In 1997, Harvey Johnson, Jr. was elected as Jackson's first African-American mayor. During his term, he proposed the development of a convention center to attract more business to the city. In 2004, during his second term, 66 percent of the voters passed a referendum for a tax to build the Convention Center.
Mayor Johnson was replaced by Frank Melton on July 4, 2005. Melton subsequently generated controversy through his unconventional behavior, which included acting as a law enforcement officer. A dramatic spike in crime also ensued, despite Melton's efforts to reduce crime. The lack of jobs contributed to crime.
2007 saw a historic first for Mississippi as Hinds County sheriff Malcolm McMillin was appointed as the new police chief in Jackson. McMillin was both the county sheriff and city police chief until 2009, when he stepped down due to the disagreements with the mayor. Mayor Frank Melton died in May 2009 and City Councilman Leslie McLemore served as acting mayor of Jackson until July 2009, when former Mayor Harvey Johnson assumed the Mayor position.

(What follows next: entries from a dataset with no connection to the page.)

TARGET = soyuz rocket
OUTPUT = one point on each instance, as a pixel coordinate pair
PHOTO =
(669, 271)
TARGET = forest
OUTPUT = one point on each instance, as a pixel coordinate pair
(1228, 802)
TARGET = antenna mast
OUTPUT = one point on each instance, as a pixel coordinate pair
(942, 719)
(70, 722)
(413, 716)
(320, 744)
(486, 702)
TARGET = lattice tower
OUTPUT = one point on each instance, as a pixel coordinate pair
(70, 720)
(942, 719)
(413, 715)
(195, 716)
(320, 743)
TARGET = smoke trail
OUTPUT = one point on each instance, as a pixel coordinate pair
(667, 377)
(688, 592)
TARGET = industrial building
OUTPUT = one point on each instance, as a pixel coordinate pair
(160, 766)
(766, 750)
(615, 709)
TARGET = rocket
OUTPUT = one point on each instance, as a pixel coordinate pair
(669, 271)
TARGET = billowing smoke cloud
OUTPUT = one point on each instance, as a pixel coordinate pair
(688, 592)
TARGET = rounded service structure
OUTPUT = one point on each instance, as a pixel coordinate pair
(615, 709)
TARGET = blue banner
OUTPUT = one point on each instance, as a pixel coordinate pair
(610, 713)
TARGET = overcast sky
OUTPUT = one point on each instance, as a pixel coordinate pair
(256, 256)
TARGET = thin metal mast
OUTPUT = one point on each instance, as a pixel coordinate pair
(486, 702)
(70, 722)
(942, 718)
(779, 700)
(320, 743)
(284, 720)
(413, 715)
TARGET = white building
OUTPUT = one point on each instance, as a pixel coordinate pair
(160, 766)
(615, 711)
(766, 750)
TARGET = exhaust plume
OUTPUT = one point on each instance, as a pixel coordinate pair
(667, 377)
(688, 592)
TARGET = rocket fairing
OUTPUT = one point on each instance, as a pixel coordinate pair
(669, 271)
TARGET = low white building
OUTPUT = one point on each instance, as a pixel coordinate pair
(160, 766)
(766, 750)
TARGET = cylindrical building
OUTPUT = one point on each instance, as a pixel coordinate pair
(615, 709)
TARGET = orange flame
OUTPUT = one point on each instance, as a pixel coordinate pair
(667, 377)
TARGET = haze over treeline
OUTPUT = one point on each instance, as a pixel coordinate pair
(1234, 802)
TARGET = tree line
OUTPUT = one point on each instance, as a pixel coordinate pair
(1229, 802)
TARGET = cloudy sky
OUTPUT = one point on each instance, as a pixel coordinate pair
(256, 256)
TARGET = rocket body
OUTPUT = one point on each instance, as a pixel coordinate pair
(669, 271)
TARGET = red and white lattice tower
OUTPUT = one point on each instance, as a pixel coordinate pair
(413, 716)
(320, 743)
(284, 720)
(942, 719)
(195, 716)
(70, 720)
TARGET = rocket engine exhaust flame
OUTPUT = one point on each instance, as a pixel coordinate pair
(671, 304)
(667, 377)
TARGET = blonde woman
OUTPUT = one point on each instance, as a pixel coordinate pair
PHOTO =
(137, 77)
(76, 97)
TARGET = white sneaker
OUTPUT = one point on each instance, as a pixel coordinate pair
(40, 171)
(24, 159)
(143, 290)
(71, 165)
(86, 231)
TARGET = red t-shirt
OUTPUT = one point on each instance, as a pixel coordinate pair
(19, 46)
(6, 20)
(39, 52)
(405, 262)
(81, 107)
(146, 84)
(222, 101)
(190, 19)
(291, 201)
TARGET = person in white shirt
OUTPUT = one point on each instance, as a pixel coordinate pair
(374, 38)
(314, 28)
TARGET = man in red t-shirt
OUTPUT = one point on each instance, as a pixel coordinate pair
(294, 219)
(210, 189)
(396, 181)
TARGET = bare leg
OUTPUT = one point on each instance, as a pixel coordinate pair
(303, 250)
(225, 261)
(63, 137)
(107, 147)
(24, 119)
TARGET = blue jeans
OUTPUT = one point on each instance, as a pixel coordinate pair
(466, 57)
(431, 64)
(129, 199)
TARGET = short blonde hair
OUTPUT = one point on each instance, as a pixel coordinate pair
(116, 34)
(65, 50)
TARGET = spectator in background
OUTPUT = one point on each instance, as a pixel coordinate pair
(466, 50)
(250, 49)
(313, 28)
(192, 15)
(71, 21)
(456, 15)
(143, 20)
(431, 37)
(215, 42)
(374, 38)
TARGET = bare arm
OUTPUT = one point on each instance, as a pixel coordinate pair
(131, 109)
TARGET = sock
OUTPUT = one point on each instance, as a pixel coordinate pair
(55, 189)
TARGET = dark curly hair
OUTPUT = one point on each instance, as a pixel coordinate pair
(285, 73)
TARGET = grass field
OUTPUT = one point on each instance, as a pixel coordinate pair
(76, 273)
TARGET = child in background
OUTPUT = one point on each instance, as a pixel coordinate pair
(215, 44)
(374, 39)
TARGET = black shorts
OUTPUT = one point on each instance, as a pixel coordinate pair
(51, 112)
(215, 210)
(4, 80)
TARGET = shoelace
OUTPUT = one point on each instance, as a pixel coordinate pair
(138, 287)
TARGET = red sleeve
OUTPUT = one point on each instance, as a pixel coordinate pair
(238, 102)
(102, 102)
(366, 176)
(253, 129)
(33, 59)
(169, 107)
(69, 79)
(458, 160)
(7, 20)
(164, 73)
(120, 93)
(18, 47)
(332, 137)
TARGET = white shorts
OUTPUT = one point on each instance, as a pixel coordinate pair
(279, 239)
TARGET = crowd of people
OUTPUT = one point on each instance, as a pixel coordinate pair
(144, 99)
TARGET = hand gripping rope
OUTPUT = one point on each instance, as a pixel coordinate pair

On June 26, 2011, 49-year-old James Craig Anderson was killed in Jackson after being beaten, robbed and run over by a group of white teenagers. The district attorney described it as a "crime of hate", and the FBI investigated it as a civil rights violation.
On March 18, 2013, a severe hailstorm hit the Jackson metro area. The hail caused major damage to roofs, vehicles, and siding damage to many homes. Hail ranged in size from golfball to softball. There were over 40,000 hailstorm claims of homeowner and automobile damage.
On July 1, 2013, Chokwe Lumumba was sworn into office as mayor of the city. After only eight months in office, Lumumba passed away on February 25, 2014. Lumumba was a controversial figure due to his prior membership in the Republic of New Africa as well as being a co-founder of the National Coalition of Blacks for Reparations in America. Lumumba's son, Chokwe Antar Lumumba, ran for the mayoral seat following his father's death, but lost to Councillor Tony Yarber on April 22, 2014.
In 2013, Jackson was named as one of the top 10 friendliest cities in the United States by CN Traveler. The capital city was tied with Natchez as Number 7. The city was noticed for friendly people, great food, and green and pretty public places.